The time difference started to catch up with him. Dipper felt jet-lagged—he'd missed a night of sleep by short-cutting time through the device. And he and Wendy were ravenous. They ate an impressive brunch, which they mostly prepared themselves, and although Mabel had eaten breakfast, she joined in to help them eat: poached eggs on a bed of spinach and an English muffin, with Hollandaise sauce, huevos rancheros (courtesy of Abuelita), and chicken sausage on the side. Plenty of good coffee and eight-ounce glasses of orange juice rounded the meal out.
Wendy showered and changed, dumping her damaged clothes in the garbage—"These were old, anyhow.
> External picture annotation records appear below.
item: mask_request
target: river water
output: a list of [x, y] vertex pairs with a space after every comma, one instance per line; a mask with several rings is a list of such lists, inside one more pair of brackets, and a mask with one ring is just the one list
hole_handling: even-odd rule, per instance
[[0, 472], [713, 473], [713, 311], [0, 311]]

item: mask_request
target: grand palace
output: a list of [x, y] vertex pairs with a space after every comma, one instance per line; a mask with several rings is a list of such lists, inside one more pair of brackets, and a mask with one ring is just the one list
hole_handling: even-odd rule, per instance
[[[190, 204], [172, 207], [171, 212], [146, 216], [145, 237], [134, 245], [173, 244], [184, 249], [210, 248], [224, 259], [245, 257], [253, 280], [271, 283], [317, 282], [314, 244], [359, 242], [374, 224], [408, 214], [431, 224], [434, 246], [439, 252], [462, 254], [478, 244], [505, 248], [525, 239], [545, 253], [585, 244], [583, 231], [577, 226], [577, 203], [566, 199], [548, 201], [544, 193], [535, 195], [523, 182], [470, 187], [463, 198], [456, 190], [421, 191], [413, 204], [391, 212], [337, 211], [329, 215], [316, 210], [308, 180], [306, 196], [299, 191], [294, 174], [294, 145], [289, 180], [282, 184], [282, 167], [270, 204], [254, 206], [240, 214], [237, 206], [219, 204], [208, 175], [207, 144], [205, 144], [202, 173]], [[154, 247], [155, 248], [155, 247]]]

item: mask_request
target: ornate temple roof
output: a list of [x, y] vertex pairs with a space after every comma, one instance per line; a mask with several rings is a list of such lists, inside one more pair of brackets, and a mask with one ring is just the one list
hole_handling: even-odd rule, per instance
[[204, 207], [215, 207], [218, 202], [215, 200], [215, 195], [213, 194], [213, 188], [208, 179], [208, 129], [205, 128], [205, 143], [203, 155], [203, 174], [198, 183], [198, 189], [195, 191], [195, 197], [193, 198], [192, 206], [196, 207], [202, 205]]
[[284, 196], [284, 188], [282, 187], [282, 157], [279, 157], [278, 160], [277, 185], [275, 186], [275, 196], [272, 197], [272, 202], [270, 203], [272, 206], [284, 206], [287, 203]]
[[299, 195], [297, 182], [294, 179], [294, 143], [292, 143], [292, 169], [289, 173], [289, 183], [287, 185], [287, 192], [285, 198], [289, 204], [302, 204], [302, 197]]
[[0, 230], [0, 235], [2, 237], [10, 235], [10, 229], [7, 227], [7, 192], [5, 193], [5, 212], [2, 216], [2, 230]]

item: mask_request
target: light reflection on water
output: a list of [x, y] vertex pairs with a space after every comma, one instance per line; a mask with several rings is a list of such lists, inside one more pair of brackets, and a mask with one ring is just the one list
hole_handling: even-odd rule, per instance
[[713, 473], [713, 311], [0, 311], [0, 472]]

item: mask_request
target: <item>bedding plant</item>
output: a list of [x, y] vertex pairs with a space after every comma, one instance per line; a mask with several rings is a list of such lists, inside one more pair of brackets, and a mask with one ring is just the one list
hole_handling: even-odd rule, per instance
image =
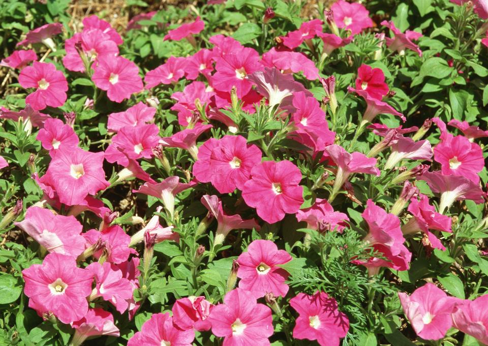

Have to visit the Sprawl-Mart for some replacements," she said. "I have enough work clothes, but my leisure wardrobe's getting threadbare."
By noon, Dipper and Wendy were at Casa Catastrophe, aka the Corduroy house. "Man!" Dipper said, looking around the kitchen, a scene of devastation. "How in the heck do they dirty up every pot and pan in the whole place, just for one dinner and then breakfast?"
"They never plan to wash up, so they don't think it matters," Wendy said. "Yuck, what's this burnt mess? Smells putrid. I think it maybe started out to be pancakes, but now it's carbon!"
They practically had to take a cold chisel to the big cast-iron skillet. And then after all the dish washing and drying, the emptying of the garbage and the changing of the tablecloth, they had to sweep and mop and clean up spills, then vacuum the living room and Wendy's room . . . they did everything but make Manly Dan's and the boys' beds. "I draw the line there," Wendy said. "I toss in the sheets and pillowcases and covers, and sometimes they put 'em on the bed and sometimes they just let 'em lay and sleep in the dirty sheets for another week, until even they can't stand the grit."
At four that afternoon, the two tired teens settled onto the living-room sofa—and promptly fell asleep, leaning against each other.
The Corduroy house stood about six miles from the Mystery Shack by road, maybe four miles cross-country. Mabel, fueled by a breakfast, brunch, and lunch, took Tripper on a long walk—the vet had recommended exercise—and they happened to wander through the woods in that direction, crossing over a creek on a rustic log bridge and winding up in the Corduroy backyard.
"Might as well see if they need help," Mabel said.
She and Tripper very quietly climbed the slope and found the back door unlocked.
"Aw." Mabel stood in the doorway, looking at her brother and his girlfriend asleep. She took one photo with her phone—the scene was innocent, and it wouldn't even matter if their mom saw the picture, she thought. Then, quietly, she and Tripper went back outside. Tripper yipped once—a squirrel was menacing the peace of the world high up in a redwood tree—but Mabel gently shushed him.
Through a hot August afternoon, girl and dog sauntered back to the Mystery Shack. At seven that evening, just as the Ramirezes and Mabel sat down to dinner, Dipper and Wendy turned up again.
"Dawgs!" said Soos. "Sorry I was in town when you two first got here this morning. We're so glad you guys are OK. We were like worried about you or some junk, you know?"
"It got a little scary," Wendy admitted. "But, like most things, I guess, everything turned out all right in the end. All it took was—" she glanced at Dipper and gave him her pretty smile—"a little time."